When I flew to Seattle last week, airport security gave me trouble over the four pound ham I was carrying. Several TSA officials gathered to consider the question of whether ham is a "gel," to which I retorted: If ham is a gel, so am I. I suggested that they biopsy it for hidden box-cutters. I offered to divide it into 21 three-ounce chunks, each appropriately stowed in a Ziploc baggie. But no deal.
So I broke down and told them I was flying into what I had been warned would be a food-free zone: Washington, with the highest minimum wage in the country ($7.63 an hour), could hardly be expected to have affordable restaurants or a functioning economy of any kind. Notable conservative economists have almost unanimously predicted that an increased minimum wage would result in wild price increases and mass unemployment, and I had a suitcase full of clippings to prove it.
I would be entering a culinary wasteland, facing fast food meals of $20 and up, and if I tried to fall back on soup kitchens, thousands of unemployed restaurant workers would be lined up ahead of me.
So imagine my surprise when I arrived, ham-less, in Seattle to find it fully functional, if not positively bustling. Restaurants were packed, and I could still get a grilled salmon sandwich for $7.95 at a cafeteria-style place overlooking the sound. My hotel was amply staffed with congenial people and - perhaps only because of the un-Seattle-like cold, no beggars approached me on the streets. Nor can you say the dire effects of a higher minimum wage just haven't had time to set in: Washington raised its minimum wage above the federal level of $5.15 an hour about a decade ago.
In fact, according to a January 9th article New York Times, Washington's economy is booming, generating 90,000 new jobs in the last year. Even business groups have stopped griping about the state's minimum wage. The article quotes a pizza store owner in the western part of the state: ''We're paying the highest wage we've ever had to pay, and our business is still up more than 11 percent over last year.''
My next stops were in California, with a minimum wage of $7.50 an hour, slated to go up to $8 next year. Again, no imported ham was required. Sidewalk taquerias flourished, as well, or so I'm told, as those celebrity sushi spots where you can pay $100 for a bite of fresh chum.
Overall, 29 states have raised their minimum wages above $5.15 an hour, and - lo!--the sky has not fallen. Could we have some apologies, please, from the economists who predicted a retail apocalypse?
Not that a $7 or even $8 minimum wage is utopian.
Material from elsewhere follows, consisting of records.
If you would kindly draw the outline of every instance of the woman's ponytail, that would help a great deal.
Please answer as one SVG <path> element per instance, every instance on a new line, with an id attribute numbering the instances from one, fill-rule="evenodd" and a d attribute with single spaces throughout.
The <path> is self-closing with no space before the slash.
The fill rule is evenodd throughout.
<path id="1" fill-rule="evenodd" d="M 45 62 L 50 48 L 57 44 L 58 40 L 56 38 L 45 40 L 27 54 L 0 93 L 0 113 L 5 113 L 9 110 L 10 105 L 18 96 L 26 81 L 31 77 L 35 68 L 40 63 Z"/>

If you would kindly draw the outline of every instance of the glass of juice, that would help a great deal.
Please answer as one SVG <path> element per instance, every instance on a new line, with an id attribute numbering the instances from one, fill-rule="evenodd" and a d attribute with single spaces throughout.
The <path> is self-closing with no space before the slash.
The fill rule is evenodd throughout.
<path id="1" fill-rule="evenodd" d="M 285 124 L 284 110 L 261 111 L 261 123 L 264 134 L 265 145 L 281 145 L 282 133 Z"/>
My book Nickel and Dimed is often wrongly described as an account of my attempts to live on the minimum wage. Far from it; I averaged $7 an hour, which, according to the federal government, is well above the poverty level for a family of one. But I couldn't get by on that, thanks to the high rents even in trailer parks and residential motels, and I never went near pricey housing markets like San Francisco or Seattle. In the Seattle area, a "living wage" (calculated to reflect local housing and other basic costs) is $11.89 an hour for a single person and $25.35 for a family of three - more than three times the current minimum wage.
There is no moral justification for a minimum wage lower than a living wage. And given the experience of the 29 states that have raised their minimum wages, there isn't even an amoral economic justification either.